Listing 18.1. A Sample XML Document Containing Vehicle Data
1: <?xml version="1.0"?> 2: 3: <vehicles> 4: <vehicle year="2004" make="Acura" model="3.2TL"> 5: <mileage>13495</mileage> 6: <color>green</color> 7: <price>33900</price> 8: <options> 9: <option>navigation system</option> 10: <option>heated seats</option> 11: </options> 12: </vehicle> 13: 14: <vehicle year="2005" make="Acura" model="3.2TL"> 15: <mileage>07541</mileage> 16: <color>white</color> 17: <price>33900</price> 18: <options> 19: <option>spoiler</option> 20: <option>ground effects</option> 21: </options> 22: </vehicle> 23: 24: <vehicle year="2004" make="Acura" model="3.2TL"> 25: <mileage>18753</mileage> 26: <color>white</color> 27: <price>32900</price> 28: <options /> 29: </vehicle> 30: </vehicles>
Now let's take a look at some simple XQuery queries that can be used to retrieve data from that document. The syntax for XQuery is very lean, and in fact borrows heavily from a related technology called XPath; you learn a great deal more about XPath in Addressing And Linking XML Documents, "Addressing and Linking XML Documents." As an example, the query that retrieves all of the color elements from the document is:
for $c in //color return $c
This query returns the following:
<?xml version="1.0" encoding="UTF-8"?> <color>green</color> <color>white</color> <color>white</color>
The queries are intended to be typed into an application that supports XQuery, or to be used within XQuery queries that are passed into an XQuery processor. The results of the query are displayed afterward, to show what would be returned.
This query asks to return all of the child elements named color
in the document. The //
operator is used to return elements anywhere below another element, which in this case indicates that all color
elements in the document should be returned. You could have just as easily coded this example as:
for $c in vehicles/vehicle/color return $c
The $c
in these examples serves as a variable, or placeholder, that holds the results of the query. You can think of the query results as a loop where each matching element is grabbed one after the next. In this case, all you're doing is returning the results for further processing or for writing to an XML document.

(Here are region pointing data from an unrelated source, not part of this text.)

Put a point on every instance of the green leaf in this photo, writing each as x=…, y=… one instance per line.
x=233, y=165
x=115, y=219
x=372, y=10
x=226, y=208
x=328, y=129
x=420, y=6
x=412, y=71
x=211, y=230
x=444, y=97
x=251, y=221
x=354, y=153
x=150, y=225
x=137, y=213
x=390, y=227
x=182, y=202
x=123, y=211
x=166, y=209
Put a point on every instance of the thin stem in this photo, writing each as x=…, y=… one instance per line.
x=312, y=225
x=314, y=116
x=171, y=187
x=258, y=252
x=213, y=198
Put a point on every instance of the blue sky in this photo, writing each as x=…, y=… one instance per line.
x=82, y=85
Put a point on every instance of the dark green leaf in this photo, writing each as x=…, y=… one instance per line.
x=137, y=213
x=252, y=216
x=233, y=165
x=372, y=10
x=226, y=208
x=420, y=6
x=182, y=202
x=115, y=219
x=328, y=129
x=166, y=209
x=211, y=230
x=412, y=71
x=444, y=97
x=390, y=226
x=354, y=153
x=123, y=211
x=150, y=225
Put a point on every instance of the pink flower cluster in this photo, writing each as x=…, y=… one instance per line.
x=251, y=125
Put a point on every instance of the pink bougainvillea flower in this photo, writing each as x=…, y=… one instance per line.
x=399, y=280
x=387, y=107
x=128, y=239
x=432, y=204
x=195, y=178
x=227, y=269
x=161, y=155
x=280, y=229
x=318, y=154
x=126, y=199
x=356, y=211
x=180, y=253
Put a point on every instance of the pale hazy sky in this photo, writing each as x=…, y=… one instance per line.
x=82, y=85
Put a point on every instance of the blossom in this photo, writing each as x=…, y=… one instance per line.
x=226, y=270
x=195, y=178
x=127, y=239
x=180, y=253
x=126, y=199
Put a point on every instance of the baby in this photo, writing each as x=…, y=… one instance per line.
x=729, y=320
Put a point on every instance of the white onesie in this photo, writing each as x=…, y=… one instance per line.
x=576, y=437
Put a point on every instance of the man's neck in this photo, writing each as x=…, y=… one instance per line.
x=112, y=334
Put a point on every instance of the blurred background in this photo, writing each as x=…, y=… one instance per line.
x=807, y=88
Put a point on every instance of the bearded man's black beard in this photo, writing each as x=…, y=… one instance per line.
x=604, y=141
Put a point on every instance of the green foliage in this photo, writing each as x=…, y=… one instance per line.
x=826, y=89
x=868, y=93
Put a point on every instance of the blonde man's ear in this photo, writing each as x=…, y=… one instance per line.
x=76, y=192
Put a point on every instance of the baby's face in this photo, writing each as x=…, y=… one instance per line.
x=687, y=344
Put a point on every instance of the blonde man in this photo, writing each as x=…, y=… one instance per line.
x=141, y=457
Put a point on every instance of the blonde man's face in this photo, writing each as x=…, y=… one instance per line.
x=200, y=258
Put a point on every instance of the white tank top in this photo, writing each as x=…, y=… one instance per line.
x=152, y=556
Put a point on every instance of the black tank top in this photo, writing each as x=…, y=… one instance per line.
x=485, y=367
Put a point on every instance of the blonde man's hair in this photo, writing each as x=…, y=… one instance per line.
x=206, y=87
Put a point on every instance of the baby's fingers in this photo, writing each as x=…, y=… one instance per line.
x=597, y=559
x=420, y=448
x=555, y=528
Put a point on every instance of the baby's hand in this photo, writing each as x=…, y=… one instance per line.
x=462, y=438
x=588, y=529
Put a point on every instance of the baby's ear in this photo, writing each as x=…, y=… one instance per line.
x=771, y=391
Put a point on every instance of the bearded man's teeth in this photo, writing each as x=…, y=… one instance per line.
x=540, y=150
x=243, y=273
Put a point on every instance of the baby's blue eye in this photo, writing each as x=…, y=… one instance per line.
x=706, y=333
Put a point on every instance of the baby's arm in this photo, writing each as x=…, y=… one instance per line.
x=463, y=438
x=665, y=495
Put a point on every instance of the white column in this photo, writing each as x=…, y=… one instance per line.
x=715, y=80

If you're familiar with the for
loop in a programming language such as BASIC, Java, or C++, the for
construct in XQuery won't be entirely foreign, even if it doesn't involve setting up a counter as in traditional for
loops.
As the previous code reveals, a /
at the beginning of a query string indicates the root level of the document structure or a relative folder level separation. For example, the query that follows wouldn't return anything because color
is not the root level element of the document.
/color
All of this node addressing syntax is technically part of XPath, which makes up a considerable part of the XQuery technology. You learn a great deal more about the ins and outs of XPath in Addressing And Linking XML Documents. As you can see, aside from a few wrinkles, requesting elements from an XML document using XQuery/XPath isn't all that different from locating files in a file system using a command shell.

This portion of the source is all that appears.